12–24 month actions for 5G simplification
Operators can translate the framework into a concrete 12–24 month plan anchored in platforms, data and operating model.
Cloud-native architecture, GitOps and RAN/transport consolidation
Adopt a cloud‑native reference for core and service platforms, with declarative automation and GitOps practices to tame lifecycle complexity. Consolidate RAN hardware and software variants, aligning energy-saving features across vendors and bands. In transport, bias to fiber where economics allow, and harmonize QoS classes and telemetry to support deterministic services.
Shared data layer, high-ROI AI and closed-loop automation
Build a shared, governed data layer spanning RAN, core and transport—complete with metadata, lineage and access controls—to enable trustworthy AI. Prioritize AI use cases with clear ROI: AI-assisted RAN planning, closed-loop anomaly detection and energy optimization, and intent-driven service assurance.
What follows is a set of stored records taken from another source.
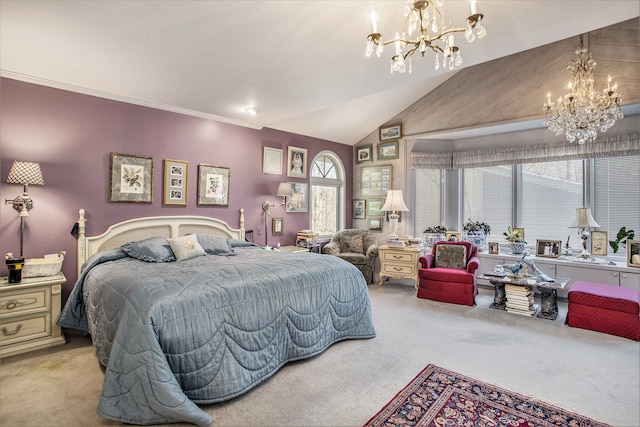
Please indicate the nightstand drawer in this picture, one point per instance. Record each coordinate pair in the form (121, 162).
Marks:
(390, 256)
(399, 269)
(25, 328)
(16, 303)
Prepare for federated exposure with standardized APIs so capabilities can be productized and monetized across partners.
Product teams, OKRs and decommissioning roadmaps
Create cross-functional product teams responsible for business outcomes (not just technology outputs), and wire OKRs to simplification metrics—energy per site, time-to-market, mean time to repair, and unit cost per GB. Make platform teams accountable for reusable automation, not bespoke scripts, and formalize decommissioning roadmaps for legacy domains.
Strategic implications and ecosystems shaping 5G simplification
NGMN’s work aligns with broader industry shifts toward cloud‑native, automation-first networks and standardized exposure layers.
3GPP, ETSI ZSM, GSMA Open Gateway and CAMARA
Track 3GPP advances in analytics and exposure, ETSI ZSM for end-to-end automation, and the momentum behind API federations such as GSMA Open Gateway and CAMARA for service exposure. Align internal roadmaps to NGMN’s ongoing projects in cloud‑native, network automation and 6G, where simplification targets will be embedded. Operator leadership from Orange and peers within NGMN signals strong momentum for execution.
KPIs: TCO, energy per cluster, activation lead times, change failure rates, SLA
Benchmark progress with a small set of business-aligned KPIs: TCO reduction per domain, energy savings per RAN cluster, service activation lead times, change failure rates, and SLA adherence for premium services. Use these to guide iterative prioritization rather than one-off transformation waves.
The road ahead to AI-native, cloud-first 5G and 6G
Simplification is not a one-time redesign; it is a disciplined operating principle that informs every architectural decision as 5G matures and 6G research ramps. Operators that pair cloud‑native foundations with agentic AI, federated exposure and agile delivery will cut cost and carbon while creating a platform for faster, more reliable service innovation. NGMN’s framework offers the common language—and the sequencing logic—to get there faster, with fewer detours.